Plastics Testifies On Osha Hazard Communication Standard
The Plastics Industry Association (Plastics) is the only organization that supports the entire plastics supply chain, representing nearly one million workers in the $395 billion U.S. industry. Since 1937, PLASTICS has been working to make its members and the industry more globally competitive while advancing recycling and sustainability.
Plastics members are committed to worker and product safety and support increased global harmonization, but cannot fully support OSHA’s proposed updates to its Hazard Communication Standard (HCS). We urge OSHA to consider modifications to better serve its objectives, reduce uncertainty, avoid unintended consequences, and provide adequate time for compliance. We welcome the opportunity to work with OSHA to achieve this.
Proposed changes to the scope of hazard classification would require chemical manufacturers to classify chemicals based on the hazards of downstream chemical reactions and reaction products. This is beyond a clarification, shifts responsibility and departs from the current regulatory scheme. If adopted, required changes to safety data sheets (SDSs) could create confusion and overwhelm users of many chemicals with excess warnings irrelevant to their use of that chemical.
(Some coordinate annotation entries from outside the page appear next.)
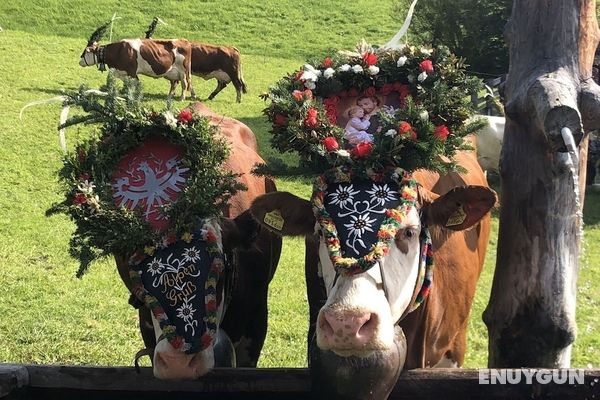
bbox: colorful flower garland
[263,43,483,172]
[311,165,434,313]
[48,75,244,276]
[129,221,224,354]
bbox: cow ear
[419,186,496,231]
[250,192,316,236]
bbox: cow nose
[154,352,201,380]
[319,309,377,349]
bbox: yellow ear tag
[446,206,467,226]
[263,210,285,231]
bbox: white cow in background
[476,115,505,173]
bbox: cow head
[251,171,495,399]
[117,212,258,380]
[79,21,112,67]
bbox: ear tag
[446,205,467,226]
[263,210,285,231]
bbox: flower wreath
[47,75,243,276]
[263,42,484,172]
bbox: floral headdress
[263,42,483,172]
[48,75,243,276]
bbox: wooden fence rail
[0,364,600,400]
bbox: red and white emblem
[112,137,189,230]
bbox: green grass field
[0,0,600,367]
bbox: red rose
[273,114,287,126]
[419,60,433,74]
[433,125,450,140]
[381,83,394,96]
[304,108,319,128]
[177,108,194,124]
[363,86,377,97]
[352,142,373,157]
[169,336,183,349]
[398,121,412,133]
[363,53,377,67]
[323,136,340,151]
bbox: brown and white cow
[251,148,496,399]
[79,39,196,100]
[117,103,281,379]
[192,42,247,103]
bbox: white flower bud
[396,56,408,67]
[367,65,379,75]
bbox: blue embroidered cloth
[324,181,400,258]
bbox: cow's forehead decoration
[129,220,224,354]
[42,74,243,275]
[311,166,426,275]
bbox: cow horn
[146,17,167,39]
[87,20,112,47]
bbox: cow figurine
[251,148,496,400]
[116,103,281,380]
[79,23,196,100]
[146,17,247,103]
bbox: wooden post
[483,0,600,368]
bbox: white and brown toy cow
[146,17,247,103]
[251,152,496,400]
[79,23,196,100]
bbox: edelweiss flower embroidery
[329,185,359,208]
[182,247,200,262]
[148,258,164,276]
[344,213,377,253]
[367,183,398,206]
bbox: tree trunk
[483,0,600,368]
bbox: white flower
[304,81,317,90]
[323,67,335,79]
[300,71,319,82]
[344,213,377,239]
[183,246,201,262]
[366,183,398,206]
[304,64,321,77]
[328,185,360,208]
[352,64,363,74]
[396,56,408,67]
[148,257,165,276]
[163,111,177,128]
[367,65,379,75]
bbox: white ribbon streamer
[383,0,417,49]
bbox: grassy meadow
[0,0,600,367]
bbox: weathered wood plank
[0,365,600,400]
[0,364,29,397]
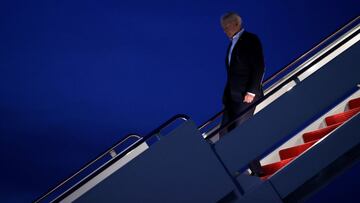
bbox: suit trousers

While more harmonized, the proposed definition of “combustible dust” is unclear and inconsistent with a preferable National Fire Protection Association definition on which OSHA has relied. OSHA took some steps in the right direction to improve container labeling. Further revisions would improve requirements for small containers, in-plant systems, materials “released for shipment” and labels designed to meet the requirements of multiple jurisdictions. Further protection of confidential ingredients and consideration of batch variability is needed. The proposed rule significantly underestimates the costs and time needed for compliance.